The Home Office Biometrics Matcher Platform includes “strategic” matching of photos in a database
The platform will allow photos of individuals to be matched against images stored on a database — what is sometimes known as a “one-to-many” matching system. In September 2020, IBM described such “one-to-many” matching systems as “the type of facial recognition technology most likely to be used for mass surveillance, racial profiling, or other violations of human rights.”
IBM spokesman Imtiaz Mufti denied that its work on the contract was in conflict with its 2020 commitments. “IBM no longer offers general-purpose facial recognition and, consistent with our 2020 commitment, does not support the use of facial recognition for mass surveillance, racial profiling, or other human rights violations,” he said.

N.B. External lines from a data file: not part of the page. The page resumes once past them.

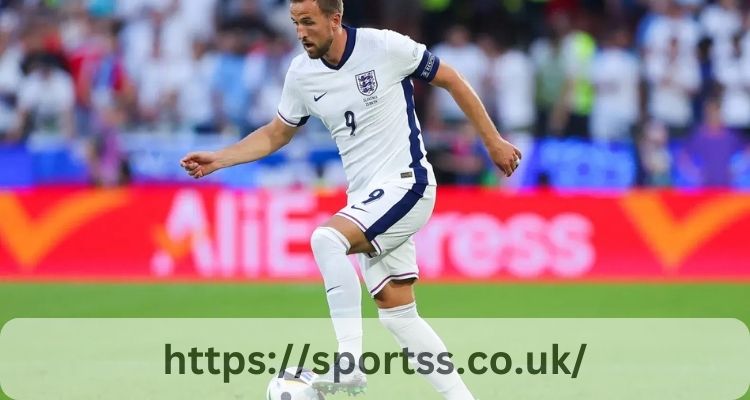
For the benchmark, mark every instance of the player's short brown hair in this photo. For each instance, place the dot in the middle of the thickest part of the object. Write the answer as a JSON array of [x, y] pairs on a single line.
[[328, 7]]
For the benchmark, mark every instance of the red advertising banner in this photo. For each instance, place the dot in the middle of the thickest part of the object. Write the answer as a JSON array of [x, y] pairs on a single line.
[[474, 234]]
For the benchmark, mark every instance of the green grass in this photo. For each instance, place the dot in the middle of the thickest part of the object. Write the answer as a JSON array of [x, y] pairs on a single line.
[[307, 300]]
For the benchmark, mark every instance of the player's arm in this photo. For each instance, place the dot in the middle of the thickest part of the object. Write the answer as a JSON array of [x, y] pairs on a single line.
[[503, 154], [264, 141]]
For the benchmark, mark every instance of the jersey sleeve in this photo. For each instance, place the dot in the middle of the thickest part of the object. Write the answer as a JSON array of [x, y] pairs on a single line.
[[292, 110], [411, 58]]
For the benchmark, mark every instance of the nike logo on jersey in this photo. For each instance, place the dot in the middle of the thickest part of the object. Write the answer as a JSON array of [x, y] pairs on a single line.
[[357, 208]]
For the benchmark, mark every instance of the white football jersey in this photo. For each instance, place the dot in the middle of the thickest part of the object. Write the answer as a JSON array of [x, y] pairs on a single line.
[[367, 103]]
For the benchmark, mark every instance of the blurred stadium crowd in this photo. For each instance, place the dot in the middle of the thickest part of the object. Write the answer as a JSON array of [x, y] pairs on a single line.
[[598, 93]]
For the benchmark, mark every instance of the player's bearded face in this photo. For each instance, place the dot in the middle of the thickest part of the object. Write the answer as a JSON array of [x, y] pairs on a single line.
[[314, 28], [317, 49]]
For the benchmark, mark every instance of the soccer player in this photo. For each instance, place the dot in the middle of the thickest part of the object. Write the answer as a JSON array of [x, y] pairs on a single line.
[[359, 83]]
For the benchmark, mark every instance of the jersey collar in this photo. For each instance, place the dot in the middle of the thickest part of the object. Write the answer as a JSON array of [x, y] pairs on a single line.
[[351, 38]]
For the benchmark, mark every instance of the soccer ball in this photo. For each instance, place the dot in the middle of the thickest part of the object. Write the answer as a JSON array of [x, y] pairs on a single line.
[[289, 387]]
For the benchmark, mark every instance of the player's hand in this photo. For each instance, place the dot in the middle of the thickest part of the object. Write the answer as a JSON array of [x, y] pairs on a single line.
[[200, 164], [505, 156]]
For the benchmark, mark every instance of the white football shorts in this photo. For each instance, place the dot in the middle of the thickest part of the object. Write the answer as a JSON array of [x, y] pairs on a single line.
[[390, 216]]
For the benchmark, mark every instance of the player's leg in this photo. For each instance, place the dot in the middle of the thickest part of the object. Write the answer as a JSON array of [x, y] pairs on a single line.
[[330, 243], [397, 309]]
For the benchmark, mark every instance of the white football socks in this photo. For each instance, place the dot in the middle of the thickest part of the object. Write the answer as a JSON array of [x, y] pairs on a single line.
[[413, 333], [342, 286]]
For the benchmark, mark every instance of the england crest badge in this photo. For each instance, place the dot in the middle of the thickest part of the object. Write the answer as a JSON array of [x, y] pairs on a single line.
[[367, 83]]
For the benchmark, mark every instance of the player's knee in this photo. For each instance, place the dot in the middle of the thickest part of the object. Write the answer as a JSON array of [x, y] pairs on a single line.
[[326, 240], [397, 318], [396, 294]]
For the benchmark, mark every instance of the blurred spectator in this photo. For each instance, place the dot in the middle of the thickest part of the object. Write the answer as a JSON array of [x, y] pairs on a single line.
[[513, 78], [45, 101], [721, 22], [158, 83], [675, 24], [196, 106], [706, 156], [158, 25], [232, 97], [616, 78], [572, 115], [265, 71], [708, 84], [549, 62], [468, 59], [733, 73], [674, 77], [654, 155], [10, 79]]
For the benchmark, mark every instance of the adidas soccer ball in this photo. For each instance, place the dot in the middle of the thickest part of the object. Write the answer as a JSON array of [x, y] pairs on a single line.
[[289, 387]]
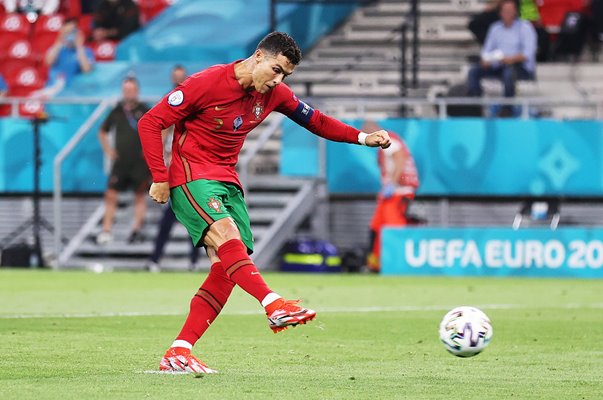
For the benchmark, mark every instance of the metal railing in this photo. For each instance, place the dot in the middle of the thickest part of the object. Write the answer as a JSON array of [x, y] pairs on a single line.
[[57, 173]]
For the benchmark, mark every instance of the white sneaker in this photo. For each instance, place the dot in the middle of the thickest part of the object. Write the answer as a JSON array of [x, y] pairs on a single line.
[[104, 237]]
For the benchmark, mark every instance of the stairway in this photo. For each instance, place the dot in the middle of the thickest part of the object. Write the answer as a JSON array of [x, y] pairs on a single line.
[[277, 206], [362, 57]]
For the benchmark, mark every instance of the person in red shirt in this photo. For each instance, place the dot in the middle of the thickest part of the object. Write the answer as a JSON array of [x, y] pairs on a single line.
[[213, 111], [399, 182]]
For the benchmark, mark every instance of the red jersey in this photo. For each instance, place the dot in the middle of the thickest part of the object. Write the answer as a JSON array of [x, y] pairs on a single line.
[[213, 114], [409, 176]]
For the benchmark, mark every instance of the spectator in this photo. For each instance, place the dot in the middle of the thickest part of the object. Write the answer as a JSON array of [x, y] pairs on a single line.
[[508, 54], [66, 58], [115, 19], [480, 23], [32, 6], [399, 181], [168, 218], [129, 168], [3, 86]]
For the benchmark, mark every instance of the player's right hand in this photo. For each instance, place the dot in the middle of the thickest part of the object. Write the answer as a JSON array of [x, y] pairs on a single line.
[[160, 192]]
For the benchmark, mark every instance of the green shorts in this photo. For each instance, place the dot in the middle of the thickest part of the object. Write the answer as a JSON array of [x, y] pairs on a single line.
[[199, 203]]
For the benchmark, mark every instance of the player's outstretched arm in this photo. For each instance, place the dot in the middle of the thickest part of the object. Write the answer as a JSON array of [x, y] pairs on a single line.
[[160, 192], [377, 139]]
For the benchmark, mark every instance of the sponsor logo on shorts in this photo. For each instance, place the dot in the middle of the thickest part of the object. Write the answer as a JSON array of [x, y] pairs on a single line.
[[237, 123], [214, 204]]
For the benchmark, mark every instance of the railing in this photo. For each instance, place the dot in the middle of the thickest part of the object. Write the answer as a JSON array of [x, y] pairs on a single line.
[[592, 103], [412, 20], [274, 3], [58, 161]]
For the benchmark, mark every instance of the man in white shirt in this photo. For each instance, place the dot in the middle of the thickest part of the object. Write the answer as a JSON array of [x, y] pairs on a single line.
[[509, 52]]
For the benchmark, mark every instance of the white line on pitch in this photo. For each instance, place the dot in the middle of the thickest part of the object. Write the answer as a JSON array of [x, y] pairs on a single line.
[[320, 310]]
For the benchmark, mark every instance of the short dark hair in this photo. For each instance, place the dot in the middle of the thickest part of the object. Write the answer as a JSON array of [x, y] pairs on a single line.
[[280, 43], [131, 79]]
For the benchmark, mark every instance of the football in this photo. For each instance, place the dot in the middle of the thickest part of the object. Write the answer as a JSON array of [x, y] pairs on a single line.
[[465, 331]]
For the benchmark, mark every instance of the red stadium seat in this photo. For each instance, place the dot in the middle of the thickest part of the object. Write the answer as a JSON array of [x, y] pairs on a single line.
[[46, 31], [104, 50], [24, 81], [552, 12], [19, 55], [13, 27], [149, 9], [71, 8], [31, 108]]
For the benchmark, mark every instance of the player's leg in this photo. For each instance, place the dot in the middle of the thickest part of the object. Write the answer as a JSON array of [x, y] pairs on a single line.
[[205, 306], [233, 240], [140, 179]]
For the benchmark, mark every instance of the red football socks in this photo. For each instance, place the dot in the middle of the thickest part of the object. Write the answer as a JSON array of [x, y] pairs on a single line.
[[206, 304], [239, 267]]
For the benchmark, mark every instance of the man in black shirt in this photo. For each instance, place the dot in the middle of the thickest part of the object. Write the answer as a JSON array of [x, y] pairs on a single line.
[[115, 19], [129, 169]]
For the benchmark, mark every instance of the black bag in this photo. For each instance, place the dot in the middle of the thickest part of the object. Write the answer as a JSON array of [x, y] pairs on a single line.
[[17, 255], [572, 35], [462, 110]]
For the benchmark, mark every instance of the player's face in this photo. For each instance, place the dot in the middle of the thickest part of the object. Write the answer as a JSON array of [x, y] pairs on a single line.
[[270, 71], [508, 13]]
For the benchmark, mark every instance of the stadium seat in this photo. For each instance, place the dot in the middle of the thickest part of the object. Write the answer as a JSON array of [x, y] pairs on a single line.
[[22, 84], [85, 23], [24, 81], [19, 55], [104, 50], [45, 33], [71, 8], [552, 12], [13, 27]]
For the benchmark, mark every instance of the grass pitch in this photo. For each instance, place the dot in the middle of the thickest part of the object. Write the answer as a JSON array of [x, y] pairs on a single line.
[[78, 335]]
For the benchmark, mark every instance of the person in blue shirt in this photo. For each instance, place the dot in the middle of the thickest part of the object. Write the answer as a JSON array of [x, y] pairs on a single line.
[[509, 52], [67, 57]]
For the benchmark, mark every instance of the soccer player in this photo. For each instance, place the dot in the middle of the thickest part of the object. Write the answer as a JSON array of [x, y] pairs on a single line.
[[213, 110], [399, 182]]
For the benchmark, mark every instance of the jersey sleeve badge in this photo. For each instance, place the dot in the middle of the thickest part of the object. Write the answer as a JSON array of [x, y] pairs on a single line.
[[176, 98]]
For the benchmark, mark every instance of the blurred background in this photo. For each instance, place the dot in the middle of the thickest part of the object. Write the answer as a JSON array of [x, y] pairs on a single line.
[[509, 185]]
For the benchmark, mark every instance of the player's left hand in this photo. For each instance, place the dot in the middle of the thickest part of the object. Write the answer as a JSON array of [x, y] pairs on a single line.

“The Home Office Biometrics Matcher Platform and associated Services contract is not used in mass surveillance. It supports police and immigration services in identifying suspects against a database of fingerprint and photo data. It is not capable of video ingest, which would typically be needed to support face-in-a-crowd biometric usage.”
Human rights campaigners, however, said IBM’s work on the project is incompatible with its 2020 commitments. Kojo Kyerewaa of Black Lives Matter UK said: “IBM has shown itself willing to step over the body and memory of George Floyd to chase a Home Office contract. This won’t be forgotten.”
Matt Mahmoudi, PhD, tech researcher at Amnesty International, said: “The research across the globe is clear; there is no application of one-to-many facial recognition that is compatible with human rights law, and companies — including IBM — must therefore cease its sale, and honor their earlier statements to sunset these tools, even and especially in the context of law and immigration enforcement where the rights implications are compounding.”
“There is no application of one-to-many facial recognition that is compatible with human rights law.”
Police use of facial recognition has been linked to wrongful arrests in the US and has been challenged in the UK courts. In 2019, an independent report on the London Metropolitan Police Service’s use of live facial recognition found there was no “explicit legal basis” for the force’s use of the technology and raised concerns that it may have breached human rights law. In August of the following year, the UK’s Court of Appeal ruled that South Wales Police’s use of facial recognition technology breached privacy rights and broke equality laws. The force paused its use of facial recognition after the verdict but has since resumed using the technology.
Other tech firms have imposed partial bans on the use of their facial recognition services for law enforcement. In the days after IBM declared its plans to leave the facial recognition sector, Amazon and Microsoft both announced moratoriums on the sale of their facial recognition services to police departments in the US.
Amazon initially announced a one-year moratorium on police use of its Rekognition software in June 2020 and said it would be extending the ban “indefinitely” the following year. A spokeswoman for the company confirmed that the moratorium, which prohibits “use of Amazon Rekognition’s face comparison feature by police departments in connection with criminal investigations,” is still in place.
Microsoft said in June 2020 that it would not sell facial recognition software to US police departments until a national law is introduced governing use of the technology. When contacted by The Verge and Liberty Investigates, a spokeswoman for Microsoft referred to the company’s website, which states that use of the Azure AI Face service “by or for state or local police in the US is prohibited by Microsoft policy.”
The UK Home Office did not respond to a request for comment.